Cardiomyopathy caused by antineoplastic therapies
- Cite this article as:
- Simbre, V.C., Adams, M.J., Deshpande, S.S. et al. Curr Treat Options Cardio Med (2001) 3: 493. doi:10.1007/s11936-001-0023-8
- 69 Downloads
The goals of care for patients at risk for cardiomyopathy induced by cancer treatment should include prevention, early diagnosis, treatment of subclinical cardiac dysfunction, prevention of disease progression, and prolongation of patient survival. Any strategy aimed to minimize the cardiotoxic effects of cancer treatment should maintain the treatment’s antineoplastic efficacy. Successful therapy achieves the highest health-related quality of life that is defined by the balance between maximizing the efficacy of oncologic therapy and minimizing the toxicity of this therapy. Doxorubicin-induced cardiotoxicity can be reduced by limiting the overall cumulative dose.

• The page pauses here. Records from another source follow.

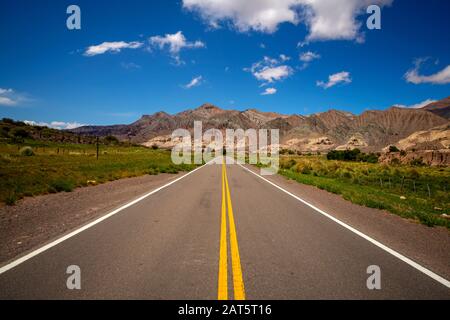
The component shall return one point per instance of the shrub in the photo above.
(352, 155)
(288, 164)
(61, 186)
(11, 199)
(111, 140)
(393, 149)
(27, 152)
(417, 162)
(20, 133)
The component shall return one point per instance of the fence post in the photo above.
(97, 148)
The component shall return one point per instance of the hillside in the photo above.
(370, 131)
(440, 108)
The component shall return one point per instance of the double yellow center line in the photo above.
(238, 282)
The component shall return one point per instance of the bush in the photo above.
(417, 162)
(27, 152)
(393, 149)
(20, 133)
(61, 186)
(11, 199)
(111, 140)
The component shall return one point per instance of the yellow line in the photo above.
(223, 263)
(238, 282)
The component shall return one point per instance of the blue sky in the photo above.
(51, 74)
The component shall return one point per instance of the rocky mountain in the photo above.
(370, 131)
(440, 108)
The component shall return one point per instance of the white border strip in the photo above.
(89, 225)
(413, 264)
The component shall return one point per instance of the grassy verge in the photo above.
(418, 193)
(52, 167)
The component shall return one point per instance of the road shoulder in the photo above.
(33, 222)
(427, 246)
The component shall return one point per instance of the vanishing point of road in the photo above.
(219, 232)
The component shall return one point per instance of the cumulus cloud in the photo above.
(175, 43)
(11, 98)
(111, 47)
(414, 76)
(270, 70)
(130, 65)
(419, 105)
(325, 19)
(194, 82)
(335, 79)
(60, 125)
(309, 56)
(269, 91)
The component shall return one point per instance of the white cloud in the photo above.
(335, 79)
(60, 125)
(130, 65)
(11, 98)
(272, 74)
(414, 76)
(6, 98)
(111, 47)
(417, 105)
(309, 56)
(269, 91)
(175, 43)
(194, 82)
(5, 91)
(325, 19)
(5, 101)
(284, 57)
(270, 70)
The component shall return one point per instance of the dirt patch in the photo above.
(35, 221)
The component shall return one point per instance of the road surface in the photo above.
(221, 232)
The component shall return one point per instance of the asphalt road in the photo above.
(217, 234)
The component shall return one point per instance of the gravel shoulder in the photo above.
(35, 221)
(427, 246)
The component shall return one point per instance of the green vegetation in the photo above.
(353, 155)
(47, 167)
(418, 193)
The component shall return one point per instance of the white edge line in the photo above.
(413, 264)
(36, 252)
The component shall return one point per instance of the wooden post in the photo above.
(97, 148)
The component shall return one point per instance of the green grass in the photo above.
(418, 193)
(59, 167)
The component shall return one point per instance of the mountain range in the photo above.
(334, 129)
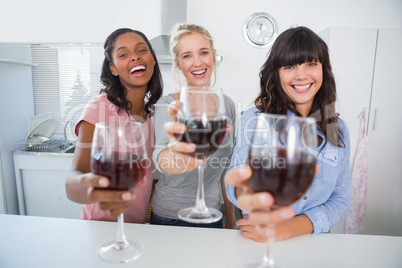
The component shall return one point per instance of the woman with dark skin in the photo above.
(133, 83)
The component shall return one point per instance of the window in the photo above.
(64, 78)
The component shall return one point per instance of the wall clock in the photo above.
(260, 30)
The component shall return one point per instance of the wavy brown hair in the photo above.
(293, 47)
(115, 91)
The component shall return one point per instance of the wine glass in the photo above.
(282, 157)
(119, 153)
(203, 113)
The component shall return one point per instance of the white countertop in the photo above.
(27, 241)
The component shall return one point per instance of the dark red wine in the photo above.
(284, 176)
(124, 170)
(206, 133)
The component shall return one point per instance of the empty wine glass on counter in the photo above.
(282, 157)
(203, 113)
(119, 153)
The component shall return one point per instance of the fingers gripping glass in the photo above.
(119, 153)
(203, 112)
(282, 159)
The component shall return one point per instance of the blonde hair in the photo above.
(178, 31)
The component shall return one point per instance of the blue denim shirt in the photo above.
(328, 198)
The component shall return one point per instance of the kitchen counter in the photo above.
(40, 180)
(28, 241)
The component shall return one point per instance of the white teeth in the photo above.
(199, 72)
(136, 68)
(302, 87)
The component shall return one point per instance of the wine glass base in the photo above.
(116, 252)
(258, 264)
(193, 215)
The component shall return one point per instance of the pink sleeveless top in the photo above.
(100, 109)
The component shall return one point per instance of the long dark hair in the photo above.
(297, 46)
(116, 93)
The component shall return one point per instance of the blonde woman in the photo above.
(194, 59)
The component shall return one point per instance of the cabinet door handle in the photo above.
(375, 118)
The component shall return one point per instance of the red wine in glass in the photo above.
(286, 176)
(206, 133)
(124, 170)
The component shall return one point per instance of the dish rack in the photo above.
(56, 146)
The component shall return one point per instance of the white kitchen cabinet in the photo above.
(368, 73)
(40, 179)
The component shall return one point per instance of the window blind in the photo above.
(64, 77)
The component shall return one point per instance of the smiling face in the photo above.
(196, 59)
(301, 82)
(133, 62)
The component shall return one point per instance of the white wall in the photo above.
(238, 73)
(92, 21)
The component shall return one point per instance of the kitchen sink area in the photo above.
(52, 146)
(40, 172)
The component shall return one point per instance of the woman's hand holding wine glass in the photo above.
(119, 153)
(112, 201)
(281, 162)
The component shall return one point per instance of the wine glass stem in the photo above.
(200, 201)
(268, 260)
(121, 240)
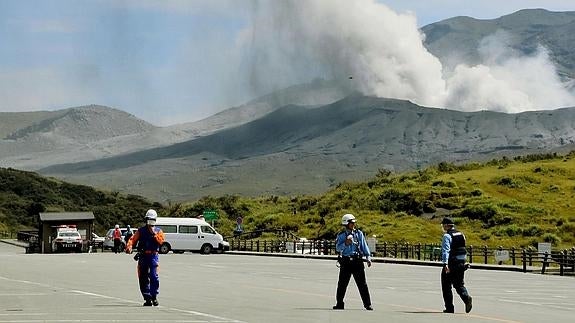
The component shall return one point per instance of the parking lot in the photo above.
(102, 287)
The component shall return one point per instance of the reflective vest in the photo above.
(457, 247)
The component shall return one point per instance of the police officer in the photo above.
(453, 256)
(352, 247)
(148, 240)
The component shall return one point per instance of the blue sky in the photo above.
(166, 62)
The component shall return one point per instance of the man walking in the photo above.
(352, 247)
(453, 256)
(148, 240)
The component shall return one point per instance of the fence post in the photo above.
(524, 260)
(418, 251)
(563, 260)
(544, 262)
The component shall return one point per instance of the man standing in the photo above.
(117, 235)
(148, 240)
(453, 256)
(352, 247)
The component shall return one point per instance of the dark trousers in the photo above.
(148, 277)
(349, 267)
(455, 279)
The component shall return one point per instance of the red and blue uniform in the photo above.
(148, 240)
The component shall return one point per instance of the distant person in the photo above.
(148, 240)
(117, 236)
(128, 235)
(351, 248)
(453, 256)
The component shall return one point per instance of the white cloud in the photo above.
(294, 41)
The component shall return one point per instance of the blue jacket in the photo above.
(359, 246)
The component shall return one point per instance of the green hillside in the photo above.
(23, 195)
(504, 202)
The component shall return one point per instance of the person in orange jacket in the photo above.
(148, 240)
(117, 236)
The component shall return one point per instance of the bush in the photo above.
(483, 212)
(532, 231)
(552, 238)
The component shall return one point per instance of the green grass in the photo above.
(499, 203)
(504, 202)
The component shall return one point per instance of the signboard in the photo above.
(210, 215)
(501, 255)
(371, 244)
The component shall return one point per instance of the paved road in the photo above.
(102, 287)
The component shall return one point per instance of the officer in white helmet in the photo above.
(352, 247)
(148, 240)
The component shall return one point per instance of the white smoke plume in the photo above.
(380, 52)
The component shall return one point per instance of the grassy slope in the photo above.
(499, 203)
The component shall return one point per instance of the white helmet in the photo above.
(347, 218)
(151, 215)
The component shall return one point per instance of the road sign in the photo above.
(210, 215)
(501, 255)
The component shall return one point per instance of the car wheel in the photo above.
(206, 249)
(165, 248)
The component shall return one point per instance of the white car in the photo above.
(66, 240)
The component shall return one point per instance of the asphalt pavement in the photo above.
(103, 287)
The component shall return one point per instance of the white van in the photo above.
(189, 234)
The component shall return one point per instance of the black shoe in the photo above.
(468, 304)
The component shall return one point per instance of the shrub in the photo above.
(532, 231)
(552, 238)
(483, 212)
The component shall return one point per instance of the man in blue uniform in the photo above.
(352, 247)
(148, 240)
(453, 256)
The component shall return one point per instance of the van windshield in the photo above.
(208, 229)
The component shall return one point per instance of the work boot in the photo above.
(468, 304)
(338, 307)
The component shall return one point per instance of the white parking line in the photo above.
(212, 318)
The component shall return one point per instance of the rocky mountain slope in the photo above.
(302, 150)
(456, 40)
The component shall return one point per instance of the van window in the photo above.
(188, 229)
(169, 228)
(208, 229)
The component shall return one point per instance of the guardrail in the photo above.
(559, 261)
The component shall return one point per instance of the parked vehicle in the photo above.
(67, 238)
(190, 234)
(109, 239)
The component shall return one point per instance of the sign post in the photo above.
(210, 215)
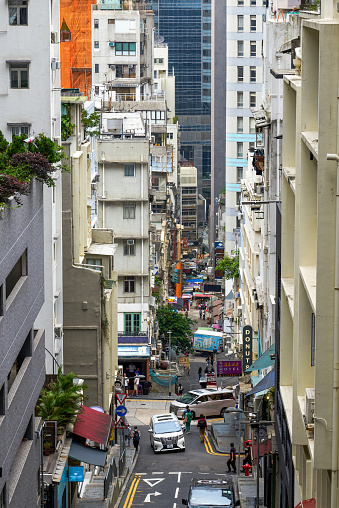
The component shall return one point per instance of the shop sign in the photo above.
(247, 346)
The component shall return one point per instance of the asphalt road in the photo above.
(163, 479)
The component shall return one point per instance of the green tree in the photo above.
(229, 265)
(180, 326)
(61, 402)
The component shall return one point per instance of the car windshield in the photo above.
(200, 498)
(166, 427)
(187, 398)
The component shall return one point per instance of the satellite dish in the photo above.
(158, 39)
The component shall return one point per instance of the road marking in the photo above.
(152, 482)
(148, 497)
(131, 492)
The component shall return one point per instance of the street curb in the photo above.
(122, 492)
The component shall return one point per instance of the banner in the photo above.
(247, 346)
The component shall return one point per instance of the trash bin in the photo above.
(146, 387)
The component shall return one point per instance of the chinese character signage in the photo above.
(247, 346)
(229, 368)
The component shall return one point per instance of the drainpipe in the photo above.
(334, 478)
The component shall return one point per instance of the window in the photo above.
(18, 271)
(17, 130)
(125, 71)
(19, 75)
(17, 12)
(129, 248)
(125, 48)
(132, 323)
(129, 170)
(95, 262)
(129, 284)
(129, 211)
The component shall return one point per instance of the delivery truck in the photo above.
(206, 340)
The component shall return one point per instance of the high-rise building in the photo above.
(186, 28)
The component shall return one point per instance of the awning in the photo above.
(265, 384)
(134, 352)
(87, 454)
(93, 425)
(264, 361)
(308, 503)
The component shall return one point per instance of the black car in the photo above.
(210, 494)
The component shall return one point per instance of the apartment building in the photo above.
(22, 363)
(307, 356)
(30, 104)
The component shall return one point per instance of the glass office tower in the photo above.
(186, 27)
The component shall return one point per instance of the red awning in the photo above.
(308, 503)
(93, 425)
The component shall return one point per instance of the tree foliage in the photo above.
(229, 265)
(180, 326)
(61, 402)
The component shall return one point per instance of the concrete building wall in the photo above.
(21, 231)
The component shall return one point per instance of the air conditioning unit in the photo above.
(54, 37)
(58, 331)
(309, 405)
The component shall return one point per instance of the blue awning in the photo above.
(264, 361)
(264, 385)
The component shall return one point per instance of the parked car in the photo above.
(210, 494)
(166, 433)
(209, 402)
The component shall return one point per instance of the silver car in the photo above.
(209, 402)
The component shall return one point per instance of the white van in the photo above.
(166, 433)
(209, 402)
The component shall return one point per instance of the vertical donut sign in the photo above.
(247, 336)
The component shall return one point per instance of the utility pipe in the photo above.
(334, 477)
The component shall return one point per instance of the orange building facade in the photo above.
(76, 44)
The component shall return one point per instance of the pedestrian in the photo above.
(126, 383)
(128, 434)
(188, 419)
(232, 459)
(202, 426)
(136, 386)
(136, 438)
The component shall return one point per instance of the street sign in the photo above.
(121, 397)
(121, 410)
(120, 424)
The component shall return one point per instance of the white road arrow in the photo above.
(148, 497)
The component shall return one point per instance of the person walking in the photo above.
(231, 461)
(136, 438)
(202, 426)
(188, 419)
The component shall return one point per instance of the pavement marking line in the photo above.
(131, 493)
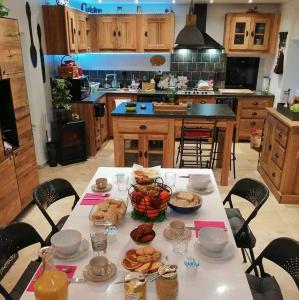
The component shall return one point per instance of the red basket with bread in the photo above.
(150, 201)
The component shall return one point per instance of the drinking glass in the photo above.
(122, 181)
(98, 239)
(170, 179)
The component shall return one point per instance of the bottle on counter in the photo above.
(52, 283)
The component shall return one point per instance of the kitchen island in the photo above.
(147, 137)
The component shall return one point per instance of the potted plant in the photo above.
(3, 9)
(61, 98)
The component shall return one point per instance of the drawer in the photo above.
(281, 134)
(143, 126)
(278, 154)
(274, 173)
(253, 113)
(256, 102)
(246, 125)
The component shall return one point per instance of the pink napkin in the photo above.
(93, 198)
(69, 274)
(201, 224)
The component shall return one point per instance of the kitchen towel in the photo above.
(70, 274)
(201, 224)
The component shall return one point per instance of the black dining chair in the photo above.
(285, 253)
(254, 192)
(49, 192)
(13, 238)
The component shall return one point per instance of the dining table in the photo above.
(212, 279)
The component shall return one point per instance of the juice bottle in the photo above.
(52, 284)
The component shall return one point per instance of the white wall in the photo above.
(38, 92)
(289, 79)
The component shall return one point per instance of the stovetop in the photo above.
(196, 92)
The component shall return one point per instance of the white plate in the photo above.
(82, 250)
(207, 190)
(227, 253)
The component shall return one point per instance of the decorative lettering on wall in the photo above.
(90, 9)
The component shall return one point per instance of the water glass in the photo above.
(170, 179)
(99, 241)
(122, 181)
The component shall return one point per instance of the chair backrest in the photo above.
(285, 253)
(13, 238)
(251, 190)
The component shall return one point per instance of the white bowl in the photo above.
(199, 181)
(213, 239)
(66, 241)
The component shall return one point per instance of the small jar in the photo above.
(167, 286)
(135, 288)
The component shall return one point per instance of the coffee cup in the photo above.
(99, 265)
(199, 181)
(101, 183)
(177, 228)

There is no specific treatment for cancer therapy-related cardiomyopathy, and symptomatic patients should receive standard treatments for congestive heart failure such as afterload reduction, beta-blockers, diuresis, and digoxin. Afterload reduction with angiotensin-converting enzyme inhibitors such as enalapril and captopril may be indicated in patients with elevated afterload and asymptomatic left ventricular dysfunction diagnosed by echocardiography. Beta-blockers may improve myocardial systolic dysfunction and may be useful in the treatment of cancer treatment-induced cardiomyopathy.
Cardiac transplantation remains a viable option in patients with cancer treatment-induced end-stage heart disease.